I focused on starting to expand the tool beyond the celebrity face model I've been using for demo purposes. So far I've been able to expand the model loading to include the other models included in the pytorch_GAN_zoo github repo. This includes 4 models of different resolutions, and the output window now adjusts the resolution as needed to account for this. The goal for this is to expand to a large variety of models available on pytorch's hub, and to abstract things so that different models will have different classes and can do different things (like being able to use the style vectors in sytlegans).
This week I added sinusoidal modulation to the latent space. This an LFO like you would use on a tremolo or filter sweep. As seen above this effectively gives a sort of ornamentation to whatever base motion you're doing.

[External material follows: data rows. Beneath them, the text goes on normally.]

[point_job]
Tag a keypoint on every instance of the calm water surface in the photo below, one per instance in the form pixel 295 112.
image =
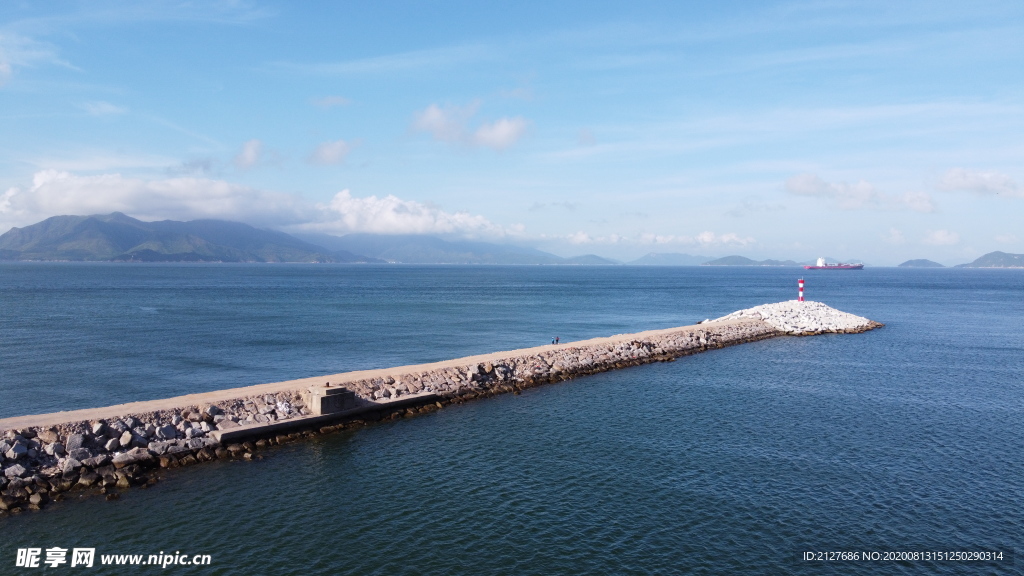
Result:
pixel 734 460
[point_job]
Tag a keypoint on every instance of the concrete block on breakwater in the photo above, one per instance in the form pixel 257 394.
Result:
pixel 44 456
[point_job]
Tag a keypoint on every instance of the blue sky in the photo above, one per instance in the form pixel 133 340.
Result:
pixel 882 131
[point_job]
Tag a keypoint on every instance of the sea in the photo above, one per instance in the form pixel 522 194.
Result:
pixel 896 451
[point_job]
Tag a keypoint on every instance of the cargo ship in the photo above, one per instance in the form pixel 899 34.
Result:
pixel 822 264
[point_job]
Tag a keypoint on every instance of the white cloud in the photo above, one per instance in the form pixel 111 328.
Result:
pixel 501 133
pixel 450 124
pixel 102 109
pixel 251 155
pixel 580 238
pixel 331 153
pixel 346 213
pixel 331 101
pixel 53 193
pixel 941 238
pixel 704 240
pixel 857 196
pixel 980 182
pixel 894 237
pixel 20 51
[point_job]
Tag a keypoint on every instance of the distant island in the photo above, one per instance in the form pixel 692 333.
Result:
pixel 742 261
pixel 996 259
pixel 117 237
pixel 120 238
pixel 921 263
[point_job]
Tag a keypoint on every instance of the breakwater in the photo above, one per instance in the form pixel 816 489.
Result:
pixel 47 456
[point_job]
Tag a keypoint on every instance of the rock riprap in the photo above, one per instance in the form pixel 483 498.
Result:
pixel 807 318
pixel 44 456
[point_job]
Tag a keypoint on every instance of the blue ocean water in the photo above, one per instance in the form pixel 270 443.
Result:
pixel 907 438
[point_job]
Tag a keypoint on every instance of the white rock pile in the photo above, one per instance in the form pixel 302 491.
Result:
pixel 796 318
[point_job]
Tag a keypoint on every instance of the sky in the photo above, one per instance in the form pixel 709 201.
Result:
pixel 879 131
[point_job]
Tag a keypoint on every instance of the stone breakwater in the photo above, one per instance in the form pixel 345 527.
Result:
pixel 48 456
pixel 807 318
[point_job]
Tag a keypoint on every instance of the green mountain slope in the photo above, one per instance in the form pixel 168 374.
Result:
pixel 120 238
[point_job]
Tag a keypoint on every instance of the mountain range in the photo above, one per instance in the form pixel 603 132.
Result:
pixel 117 237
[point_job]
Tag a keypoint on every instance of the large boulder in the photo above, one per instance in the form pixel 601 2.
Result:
pixel 17 470
pixel 18 449
pixel 48 436
pixel 166 433
pixel 133 456
pixel 74 442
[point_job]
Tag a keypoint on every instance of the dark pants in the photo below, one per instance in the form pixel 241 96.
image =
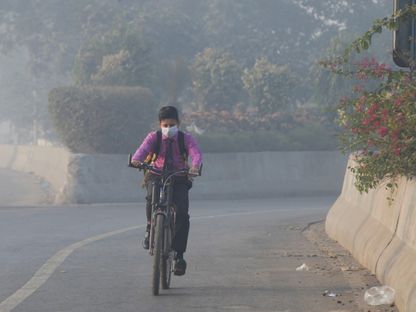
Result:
pixel 181 189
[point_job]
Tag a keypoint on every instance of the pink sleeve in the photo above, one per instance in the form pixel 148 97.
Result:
pixel 193 150
pixel 145 148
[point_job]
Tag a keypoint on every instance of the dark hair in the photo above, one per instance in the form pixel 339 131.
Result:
pixel 168 112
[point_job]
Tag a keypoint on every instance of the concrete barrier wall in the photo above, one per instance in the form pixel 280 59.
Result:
pixel 49 163
pixel 380 234
pixel 79 178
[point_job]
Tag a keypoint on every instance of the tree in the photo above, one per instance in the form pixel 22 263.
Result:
pixel 216 79
pixel 269 86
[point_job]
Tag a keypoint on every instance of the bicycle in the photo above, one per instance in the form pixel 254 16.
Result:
pixel 162 227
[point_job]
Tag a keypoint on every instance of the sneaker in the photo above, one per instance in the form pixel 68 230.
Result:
pixel 180 267
pixel 145 241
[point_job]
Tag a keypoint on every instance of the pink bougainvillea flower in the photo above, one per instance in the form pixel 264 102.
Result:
pixel 383 131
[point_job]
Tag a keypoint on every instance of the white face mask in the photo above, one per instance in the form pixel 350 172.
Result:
pixel 170 131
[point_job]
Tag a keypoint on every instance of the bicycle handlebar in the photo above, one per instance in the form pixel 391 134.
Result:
pixel 144 166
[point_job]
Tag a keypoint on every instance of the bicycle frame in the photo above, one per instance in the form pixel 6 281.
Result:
pixel 162 203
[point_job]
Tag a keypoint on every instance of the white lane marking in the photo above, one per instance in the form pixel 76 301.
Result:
pixel 50 266
pixel 46 270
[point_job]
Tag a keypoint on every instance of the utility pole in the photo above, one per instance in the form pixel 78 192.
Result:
pixel 404 43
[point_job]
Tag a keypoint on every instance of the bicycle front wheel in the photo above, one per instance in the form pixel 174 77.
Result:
pixel 157 254
pixel 167 257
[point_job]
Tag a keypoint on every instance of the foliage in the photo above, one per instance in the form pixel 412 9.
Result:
pixel 101 119
pixel 248 131
pixel 216 79
pixel 306 138
pixel 269 86
pixel 379 124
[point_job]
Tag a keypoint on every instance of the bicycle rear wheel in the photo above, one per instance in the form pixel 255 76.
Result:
pixel 167 258
pixel 157 253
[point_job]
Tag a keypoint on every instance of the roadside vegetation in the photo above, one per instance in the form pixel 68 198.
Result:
pixel 378 120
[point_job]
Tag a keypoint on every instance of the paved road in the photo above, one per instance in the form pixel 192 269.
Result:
pixel 242 257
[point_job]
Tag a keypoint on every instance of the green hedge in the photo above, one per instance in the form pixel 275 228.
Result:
pixel 312 137
pixel 101 119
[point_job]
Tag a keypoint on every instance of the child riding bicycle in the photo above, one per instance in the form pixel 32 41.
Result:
pixel 168 149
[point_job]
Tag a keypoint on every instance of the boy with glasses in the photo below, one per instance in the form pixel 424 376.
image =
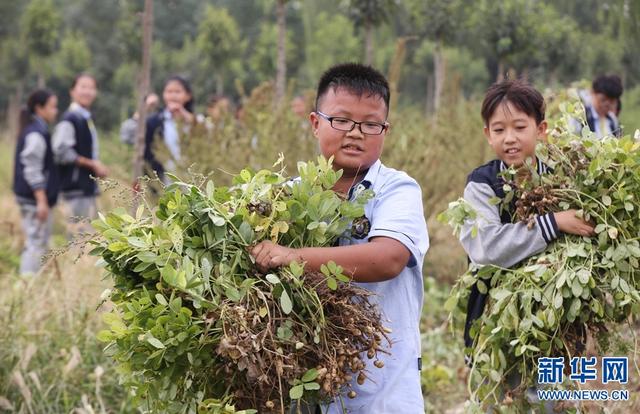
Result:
pixel 384 256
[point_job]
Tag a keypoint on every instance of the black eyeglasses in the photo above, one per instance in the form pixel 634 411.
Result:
pixel 346 124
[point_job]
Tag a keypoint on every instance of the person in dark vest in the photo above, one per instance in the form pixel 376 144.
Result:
pixel 75 150
pixel 163 126
pixel 35 178
pixel 601 106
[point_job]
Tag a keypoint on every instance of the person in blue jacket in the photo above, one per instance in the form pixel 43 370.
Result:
pixel 35 178
pixel 165 126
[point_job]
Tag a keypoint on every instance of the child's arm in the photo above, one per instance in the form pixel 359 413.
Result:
pixel 504 245
pixel 381 259
pixel 63 142
pixel 398 238
pixel 32 158
pixel 497 243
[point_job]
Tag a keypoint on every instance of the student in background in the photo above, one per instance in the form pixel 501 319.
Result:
pixel 162 127
pixel 35 178
pixel 75 150
pixel 129 126
pixel 602 109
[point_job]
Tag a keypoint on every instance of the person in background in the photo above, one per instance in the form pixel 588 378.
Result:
pixel 76 152
pixel 129 126
pixel 602 106
pixel 218 107
pixel 35 178
pixel 386 255
pixel 178 100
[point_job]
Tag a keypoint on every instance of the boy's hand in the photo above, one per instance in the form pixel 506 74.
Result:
pixel 99 169
pixel 42 205
pixel 269 255
pixel 568 222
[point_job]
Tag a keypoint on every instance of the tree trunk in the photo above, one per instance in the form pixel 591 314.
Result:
pixel 428 107
pixel 143 88
pixel 13 109
pixel 500 74
pixel 368 43
pixel 439 68
pixel 219 84
pixel 395 68
pixel 281 65
pixel 41 81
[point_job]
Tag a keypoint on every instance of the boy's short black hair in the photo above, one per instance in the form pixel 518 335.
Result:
pixel 519 93
pixel 609 85
pixel 356 78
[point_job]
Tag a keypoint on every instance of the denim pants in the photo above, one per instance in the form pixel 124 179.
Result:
pixel 37 234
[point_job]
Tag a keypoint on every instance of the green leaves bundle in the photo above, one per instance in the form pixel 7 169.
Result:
pixel 579 286
pixel 197 328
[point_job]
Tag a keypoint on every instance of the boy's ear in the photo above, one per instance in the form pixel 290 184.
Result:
pixel 542 131
pixel 314 120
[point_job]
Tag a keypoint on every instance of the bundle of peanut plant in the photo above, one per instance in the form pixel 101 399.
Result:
pixel 197 328
pixel 547 305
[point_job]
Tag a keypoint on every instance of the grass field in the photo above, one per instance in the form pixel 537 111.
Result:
pixel 50 360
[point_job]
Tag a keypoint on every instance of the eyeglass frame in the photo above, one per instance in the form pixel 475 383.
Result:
pixel 384 126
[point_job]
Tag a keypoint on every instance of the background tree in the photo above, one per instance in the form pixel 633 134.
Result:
pixel 144 88
pixel 369 14
pixel 281 67
pixel 439 21
pixel 219 43
pixel 73 57
pixel 41 25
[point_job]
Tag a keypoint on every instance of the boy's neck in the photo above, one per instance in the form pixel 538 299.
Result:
pixel 533 163
pixel 347 181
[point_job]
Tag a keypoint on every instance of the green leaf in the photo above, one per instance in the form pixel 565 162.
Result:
pixel 105 336
pixel 310 375
pixel 558 300
pixel 161 300
pixel 176 238
pixel 500 294
pixel 332 283
pixel 155 342
pixel 271 278
pixel 285 303
pixel 311 386
pixel 295 393
pixel 139 211
pixel 169 274
pixel 246 232
pixel 451 303
pixel 296 268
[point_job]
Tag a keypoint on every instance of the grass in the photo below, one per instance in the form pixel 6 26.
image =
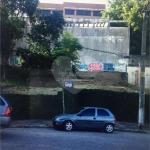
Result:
pixel 13 82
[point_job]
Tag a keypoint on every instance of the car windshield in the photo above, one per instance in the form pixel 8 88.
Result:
pixel 77 111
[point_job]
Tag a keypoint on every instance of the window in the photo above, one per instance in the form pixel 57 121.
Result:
pixel 97 13
pixel 1 102
pixel 45 12
pixel 102 112
pixel 69 12
pixel 57 11
pixel 88 112
pixel 83 13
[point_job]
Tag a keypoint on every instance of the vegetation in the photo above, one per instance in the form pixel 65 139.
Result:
pixel 130 11
pixel 12 24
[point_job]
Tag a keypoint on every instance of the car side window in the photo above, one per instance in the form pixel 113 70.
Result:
pixel 2 102
pixel 102 112
pixel 88 112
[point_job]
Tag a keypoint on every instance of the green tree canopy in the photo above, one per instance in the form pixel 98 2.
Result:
pixel 12 25
pixel 130 11
pixel 42 39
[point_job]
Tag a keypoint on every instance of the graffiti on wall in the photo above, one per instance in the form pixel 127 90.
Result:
pixel 96 67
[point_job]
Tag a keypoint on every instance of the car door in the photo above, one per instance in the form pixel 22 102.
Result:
pixel 102 117
pixel 86 118
pixel 2 107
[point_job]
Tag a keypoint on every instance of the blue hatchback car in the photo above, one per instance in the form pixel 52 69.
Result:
pixel 87 117
pixel 5 111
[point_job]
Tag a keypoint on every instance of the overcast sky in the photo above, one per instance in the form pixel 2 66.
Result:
pixel 76 1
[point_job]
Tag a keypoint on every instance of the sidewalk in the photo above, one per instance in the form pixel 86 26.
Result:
pixel 120 126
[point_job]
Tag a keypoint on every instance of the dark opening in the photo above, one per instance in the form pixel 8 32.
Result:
pixel 69 12
pixel 97 13
pixel 83 13
pixel 57 11
pixel 45 12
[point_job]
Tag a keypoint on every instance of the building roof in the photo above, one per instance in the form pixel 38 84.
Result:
pixel 84 5
pixel 71 5
pixel 50 6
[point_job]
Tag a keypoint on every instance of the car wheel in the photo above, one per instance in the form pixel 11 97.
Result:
pixel 68 125
pixel 109 128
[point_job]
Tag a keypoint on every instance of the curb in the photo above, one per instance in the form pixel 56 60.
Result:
pixel 131 130
pixel 50 126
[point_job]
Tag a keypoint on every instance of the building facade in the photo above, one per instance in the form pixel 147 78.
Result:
pixel 73 10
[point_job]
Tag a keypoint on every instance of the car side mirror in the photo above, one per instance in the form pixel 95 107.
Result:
pixel 79 115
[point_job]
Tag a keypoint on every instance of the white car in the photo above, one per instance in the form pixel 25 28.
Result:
pixel 5 111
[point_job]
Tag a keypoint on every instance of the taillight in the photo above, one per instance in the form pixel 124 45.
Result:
pixel 8 110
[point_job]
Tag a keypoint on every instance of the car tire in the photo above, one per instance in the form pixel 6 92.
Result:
pixel 68 126
pixel 109 128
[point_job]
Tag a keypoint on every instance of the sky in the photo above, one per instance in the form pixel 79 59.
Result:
pixel 75 1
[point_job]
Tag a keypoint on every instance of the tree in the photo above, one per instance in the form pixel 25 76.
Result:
pixel 12 25
pixel 68 46
pixel 130 11
pixel 42 39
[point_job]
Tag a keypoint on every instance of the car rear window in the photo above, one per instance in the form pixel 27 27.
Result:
pixel 102 112
pixel 2 102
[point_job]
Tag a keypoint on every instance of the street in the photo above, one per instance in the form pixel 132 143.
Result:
pixel 50 139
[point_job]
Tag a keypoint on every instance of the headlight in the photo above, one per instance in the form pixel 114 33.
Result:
pixel 57 119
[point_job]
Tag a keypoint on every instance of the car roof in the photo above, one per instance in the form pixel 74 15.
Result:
pixel 93 107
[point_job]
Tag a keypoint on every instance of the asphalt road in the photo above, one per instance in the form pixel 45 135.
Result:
pixel 50 139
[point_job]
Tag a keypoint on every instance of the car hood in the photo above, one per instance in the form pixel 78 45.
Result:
pixel 64 115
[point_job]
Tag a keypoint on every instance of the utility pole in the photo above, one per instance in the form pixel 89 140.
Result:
pixel 141 116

What an LFO is in higher-dimensional space is kind of a tricky thing to translate into math so that it's actually useable (which makes it a perfect thing to abstract away with the tool). In the 1d case (i.e. sound) it's a motion up and down, in the 2d case, it's a rotation of a circle. In the 3d case it's some sort of motion on a plane I guess? Either way, the problem is that each point in latent space is, well, a point. In order to oscillated around the point you need some concept of a direction in order to do so (which there are a lot of in high-dimensional space). When you're moving (like in interpolation) you don't necessarily want to be oscillation parallel to the direction of the interpolation.
Here's an updated example with the new interpolation (move smoothly from face A to B) feature.
I've got usable code! The above video was recorded running in real-time. Last week I had a really janky setup for displaying the generated image - it would only be able to run at ~1 frame every 3-5 seconds and didn't exit very gracefully (I basically had to kill it with task manager every time). Turns out matplotlib is not the best solution for trying to play video generated in real time, who would have thought?
After a whole lot of trail, error, and scouring codebases and watching videos, I was able to migrate the video dispaly to OpenGL using the PyOpenGL bindings. I still don't have a particularly firm understanding of how OpenGL code should be structured, but it works. And not only does it work, but it works at 60 fps! I think there's probably a lot of ways to improve performance (perhaps the biggest being, the images is generated on the gpu, it then gets copied back to the cpu to turn into a numpy array and then it gets copied back to the gpu to display), but the performance is solidly in the good enough territory right now so now I can focus on adding features.
One interesting thing I noticed was the performance of the GAN improved dramatically (almost 2 orders of magnitude) when generating frames at 60fps, as opposed to once every few seconds. I suppose this is probably due to some caching mechanism on the gpu that I don't know about/understand.
So far I've mostly been focused on thinking a lot about the architecture and interface of this project - right now it seems like the two big focuses should be on having the project distinguish between absolute points in latent space and the relative motion that needs to happen for animation to occur, and for animation to be constructed as the composition of simpler actions.
I think I'm at the point now where I want to start doing some quick prototyping to evalulate whether my current appraoch is working. As far as code goes, I've got a basic (but working) face generator: it downloads a pre-built model, and on an osc trigger it generates a random face and displays it with matplotlib.